We also believe in giving children regular opportunities to write for extended periods across all subjects, giving them the chance to apply the skills they have been taught in spelling and grammar and to experiment with techniques and styles they have seen in their study of texts.

Shared writing is often used and is an effective way of scaffolding the writing process for pupils. It helps to teach them how to write and involves a gradual movement from instruction to independence. Shared writing gives a focus on the key vocabulary, sentence and text features that the children need to make progress. 

We also emphasise the importance of redrafting and reviewing work to improve it and make it the best we can possibly produce. The children should also get chances to read their own work and that of others; to give and receive constructive feedback.

At John Mayne we have learning environments that are developed in collaboration with the children and are accessible by all. They are used to celebrate work as well as display the learning and creative processes the children have been through to reach the final goals. Working walls provide key vocabulary linked to the current genre as well as key features of the text types studied.
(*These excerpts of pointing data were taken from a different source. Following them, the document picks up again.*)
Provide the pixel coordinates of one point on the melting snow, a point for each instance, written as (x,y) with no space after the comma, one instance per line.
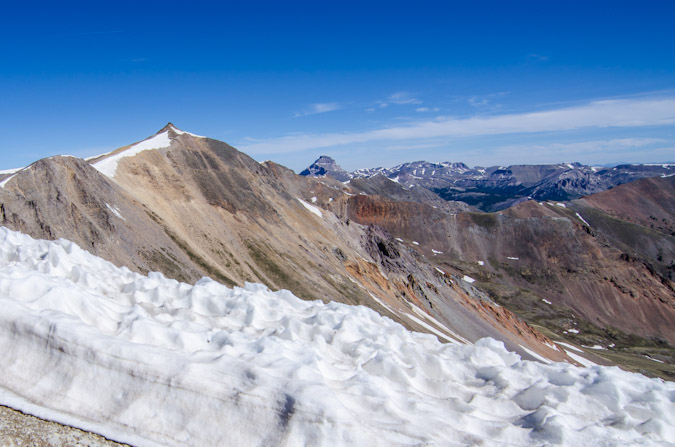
(4,182)
(569,346)
(313,209)
(581,360)
(108,166)
(150,361)
(541,358)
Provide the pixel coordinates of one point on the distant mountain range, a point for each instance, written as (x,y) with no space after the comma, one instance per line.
(561,277)
(499,187)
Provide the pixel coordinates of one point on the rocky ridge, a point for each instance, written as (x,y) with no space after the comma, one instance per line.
(498,187)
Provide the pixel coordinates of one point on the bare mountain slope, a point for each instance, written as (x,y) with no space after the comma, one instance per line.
(190,206)
(585,275)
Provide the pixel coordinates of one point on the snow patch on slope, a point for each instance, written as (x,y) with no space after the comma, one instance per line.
(108,166)
(311,208)
(150,361)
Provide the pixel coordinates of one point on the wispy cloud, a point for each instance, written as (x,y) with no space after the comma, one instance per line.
(534,57)
(398,98)
(619,113)
(427,109)
(315,109)
(595,151)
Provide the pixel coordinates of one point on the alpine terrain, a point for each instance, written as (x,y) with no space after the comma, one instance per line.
(177,292)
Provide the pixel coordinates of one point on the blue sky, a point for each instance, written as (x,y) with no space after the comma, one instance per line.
(371,84)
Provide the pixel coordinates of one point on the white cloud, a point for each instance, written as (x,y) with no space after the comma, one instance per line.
(597,114)
(427,109)
(320,108)
(589,152)
(581,148)
(399,98)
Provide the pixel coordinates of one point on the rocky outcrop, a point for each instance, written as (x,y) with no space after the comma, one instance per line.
(496,188)
(190,206)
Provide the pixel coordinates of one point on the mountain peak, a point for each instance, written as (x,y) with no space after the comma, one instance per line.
(325,165)
(169,126)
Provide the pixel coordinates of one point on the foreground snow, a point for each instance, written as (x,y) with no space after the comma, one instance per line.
(150,361)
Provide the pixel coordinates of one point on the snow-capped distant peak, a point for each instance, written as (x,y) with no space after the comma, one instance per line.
(170,126)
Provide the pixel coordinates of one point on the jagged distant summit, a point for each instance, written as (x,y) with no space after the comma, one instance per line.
(499,187)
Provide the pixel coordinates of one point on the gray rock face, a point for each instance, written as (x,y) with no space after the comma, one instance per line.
(498,187)
(325,165)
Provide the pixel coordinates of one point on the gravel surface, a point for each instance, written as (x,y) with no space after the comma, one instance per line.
(21,430)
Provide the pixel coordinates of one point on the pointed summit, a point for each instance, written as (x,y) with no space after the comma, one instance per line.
(324,165)
(170,126)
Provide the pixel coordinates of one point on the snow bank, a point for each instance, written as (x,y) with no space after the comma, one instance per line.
(108,166)
(151,361)
(311,208)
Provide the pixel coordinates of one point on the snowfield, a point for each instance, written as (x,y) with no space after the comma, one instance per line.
(150,361)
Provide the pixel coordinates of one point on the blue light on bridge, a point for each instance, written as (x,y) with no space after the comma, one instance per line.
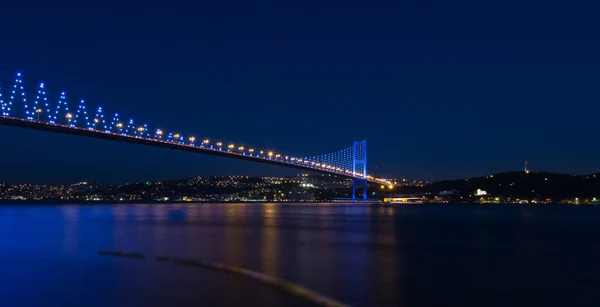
(350,161)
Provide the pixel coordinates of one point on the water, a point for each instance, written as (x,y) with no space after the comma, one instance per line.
(363,255)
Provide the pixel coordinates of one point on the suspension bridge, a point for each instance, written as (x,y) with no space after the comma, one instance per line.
(46,109)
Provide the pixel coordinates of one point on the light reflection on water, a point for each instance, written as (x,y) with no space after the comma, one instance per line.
(365,255)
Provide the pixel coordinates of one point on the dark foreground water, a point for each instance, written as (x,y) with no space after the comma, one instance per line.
(363,255)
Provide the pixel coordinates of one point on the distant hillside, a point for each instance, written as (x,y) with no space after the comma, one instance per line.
(531,185)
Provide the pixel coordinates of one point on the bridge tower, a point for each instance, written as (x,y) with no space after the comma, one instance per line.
(359,166)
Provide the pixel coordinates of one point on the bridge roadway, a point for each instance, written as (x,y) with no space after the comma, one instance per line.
(59,128)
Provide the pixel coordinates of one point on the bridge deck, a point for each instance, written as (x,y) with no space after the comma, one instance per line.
(32,124)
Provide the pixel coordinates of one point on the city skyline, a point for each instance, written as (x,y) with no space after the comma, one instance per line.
(434,102)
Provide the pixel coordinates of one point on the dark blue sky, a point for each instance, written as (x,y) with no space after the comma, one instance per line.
(440,89)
Children are given support from staff during writing tasks and further comments to reflect on and respond to through marking. The children respond to their teachers' comments using 'The Purple Pen of Progress'! Children are encouraged to write spelling corrections in their personal vocabulary books so that they build up a bank of regularly used words

 

Punctuation and Grammar are integral to the reading and writing progress. Therefore, both are not only taught inclusively and in context within our Literacy lessons, but also as discrete lessons throughout the school.